Тамаркина все больше заводилась от того, что он нарочно подделывал тон, говорил самые простые и темные слова. Он считал ее, видно, дурой. Борис Василич говорил уважительно и слова употреблял серьезные, она их запоминала и сама себе удивлялась. А этот с ней говорил, как с дитем, хотя у самого не обсохло.

— Дурак ты, — сказала она ему. — Тебе делать нечего, и ты людям жить мешаешь. Ты настоящих воров лови, уже на рынок не пойти — средь бела дня обирают. Вы ж не можете ничего, у вас трамвая не дождешься, я ботинки купила, на другой день порвалось. А вы людей ловите. Разговаривать нельзя, летать нельзя, ничего нельзя. Ты сделай так, чтобы у тебя трамвай ходил, а потом лови. Расскажи ему, тоже… Чего тебе рассказывать? Рожу отъел сидишь…

— Но-но! — осадил ее Осипов. — Не забывайтесь, арестованная!

— Все как есть тебе обскажу! — кричала Тамаркина, наступая на Осипова. — Все как есть в рожу кину, в самую твою рожу свиную, поганую!

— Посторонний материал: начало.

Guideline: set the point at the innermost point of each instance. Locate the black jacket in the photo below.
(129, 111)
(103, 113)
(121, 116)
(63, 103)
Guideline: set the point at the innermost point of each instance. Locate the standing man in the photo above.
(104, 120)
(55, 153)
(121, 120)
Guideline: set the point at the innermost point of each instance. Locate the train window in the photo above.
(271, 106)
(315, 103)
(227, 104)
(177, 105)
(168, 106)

— Э, бабка, тихо, бабка! — прикрикнул Осипов, поначалу еще полушутя.

— Тихомирить других будешь, а я тебе, уроду, все как есть в рыло выскажу! — кричала Тамаркина, только что не приподнимаясь над полом от внезапной силы. — Борис Василич такого, как ты, слушать бы не стал, на порог не пустил! Мы свет с ним увидали. А ты тут чего? Сидишь людям голову морочишь, а сам-то ты чего? Я тебя всего вижу, у тебя внутри ничего нет, одна пакость! И все вы такие, и я вам все обскажу, не прежнее время!